Cavalheiro - Como comentado anteriormente, os modelos experimentais
trazem a vantagem de permitir um estudo mais aprofundado, com métodos
e técnicas nem sempre possíveis, do ponto de vista ético,
de serem utilizadas em seres humanos. Em modelos animais podemos deixar
que a epilepsia siga seu curso natural, sem nenhum tratamento, na tentativa
de entender o que acontece a longo prazo, e assim podemos obter pistas
sobre novas alternativas de tratamento. Isso é impensável
quando estamos diante de seres humanos.

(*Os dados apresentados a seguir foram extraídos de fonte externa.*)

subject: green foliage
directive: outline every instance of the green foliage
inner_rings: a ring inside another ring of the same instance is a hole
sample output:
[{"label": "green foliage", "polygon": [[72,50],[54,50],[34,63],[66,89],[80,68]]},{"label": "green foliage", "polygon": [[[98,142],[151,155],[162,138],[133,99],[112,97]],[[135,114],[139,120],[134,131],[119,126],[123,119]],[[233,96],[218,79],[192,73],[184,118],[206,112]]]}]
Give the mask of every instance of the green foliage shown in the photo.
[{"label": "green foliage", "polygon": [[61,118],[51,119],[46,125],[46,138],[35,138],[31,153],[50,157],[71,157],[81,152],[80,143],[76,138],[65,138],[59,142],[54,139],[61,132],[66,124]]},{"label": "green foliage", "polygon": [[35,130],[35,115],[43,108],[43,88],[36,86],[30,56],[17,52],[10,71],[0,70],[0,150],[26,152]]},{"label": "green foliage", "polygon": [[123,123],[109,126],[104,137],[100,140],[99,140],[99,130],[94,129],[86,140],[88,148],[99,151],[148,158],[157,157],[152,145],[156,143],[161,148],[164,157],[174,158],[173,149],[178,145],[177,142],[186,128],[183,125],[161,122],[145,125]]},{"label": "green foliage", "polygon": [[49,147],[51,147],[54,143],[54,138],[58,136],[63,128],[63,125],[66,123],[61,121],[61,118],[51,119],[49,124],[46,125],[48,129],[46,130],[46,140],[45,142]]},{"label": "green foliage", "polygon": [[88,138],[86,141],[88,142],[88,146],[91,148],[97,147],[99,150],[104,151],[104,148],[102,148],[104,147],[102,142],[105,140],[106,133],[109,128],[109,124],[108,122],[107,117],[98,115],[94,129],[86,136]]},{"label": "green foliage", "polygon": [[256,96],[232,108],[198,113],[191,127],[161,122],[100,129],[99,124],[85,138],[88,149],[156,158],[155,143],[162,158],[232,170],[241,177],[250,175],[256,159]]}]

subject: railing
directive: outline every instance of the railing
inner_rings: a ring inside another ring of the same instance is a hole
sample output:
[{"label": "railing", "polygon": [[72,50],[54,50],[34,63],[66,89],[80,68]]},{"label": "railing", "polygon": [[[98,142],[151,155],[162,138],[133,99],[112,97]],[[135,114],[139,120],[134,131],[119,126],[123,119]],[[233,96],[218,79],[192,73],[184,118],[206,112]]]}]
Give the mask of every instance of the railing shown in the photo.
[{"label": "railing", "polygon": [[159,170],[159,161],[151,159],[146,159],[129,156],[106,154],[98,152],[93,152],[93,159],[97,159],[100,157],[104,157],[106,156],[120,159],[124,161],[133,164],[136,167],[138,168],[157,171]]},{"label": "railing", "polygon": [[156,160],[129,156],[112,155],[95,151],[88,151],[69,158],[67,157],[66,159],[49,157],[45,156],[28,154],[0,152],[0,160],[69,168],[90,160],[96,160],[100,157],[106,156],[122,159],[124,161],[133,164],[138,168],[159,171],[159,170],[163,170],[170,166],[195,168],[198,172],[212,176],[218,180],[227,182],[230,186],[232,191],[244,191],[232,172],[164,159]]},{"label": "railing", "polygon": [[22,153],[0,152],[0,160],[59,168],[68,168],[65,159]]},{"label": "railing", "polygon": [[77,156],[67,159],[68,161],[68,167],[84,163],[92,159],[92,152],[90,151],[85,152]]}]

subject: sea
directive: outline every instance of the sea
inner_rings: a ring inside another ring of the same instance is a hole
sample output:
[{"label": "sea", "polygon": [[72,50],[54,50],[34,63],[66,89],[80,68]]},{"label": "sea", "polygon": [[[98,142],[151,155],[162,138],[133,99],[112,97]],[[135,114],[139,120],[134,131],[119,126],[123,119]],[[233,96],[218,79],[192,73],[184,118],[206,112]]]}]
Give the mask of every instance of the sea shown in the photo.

Por outro lado, um modelo é
um modelo, não é o fenômeno natural. Portanto, a transposição
das informações do animal para o homem devem ser feitas
de forma cuidadosa, depois de muito estudo e comparação.
Muitas das informações que temos hoje sobre a epilepsia
foram obtidas através do estudo em animais, muitas das novas drogas
hoje usadas em seu tratamento foram inicialmente testadas em modelos experimentais.
Muitas outras perguntas permanecem sem respostas e necessitam, sem dúvida,
da utilização de modelos animais cada vez mais próximos
daquilo que ocorre na espécie humana. Sem esse instrumento teremos
dificuldade em compreender a intimidade dos processos patológicos
e, conseqüentemente, encontrar a sua cura definitiva.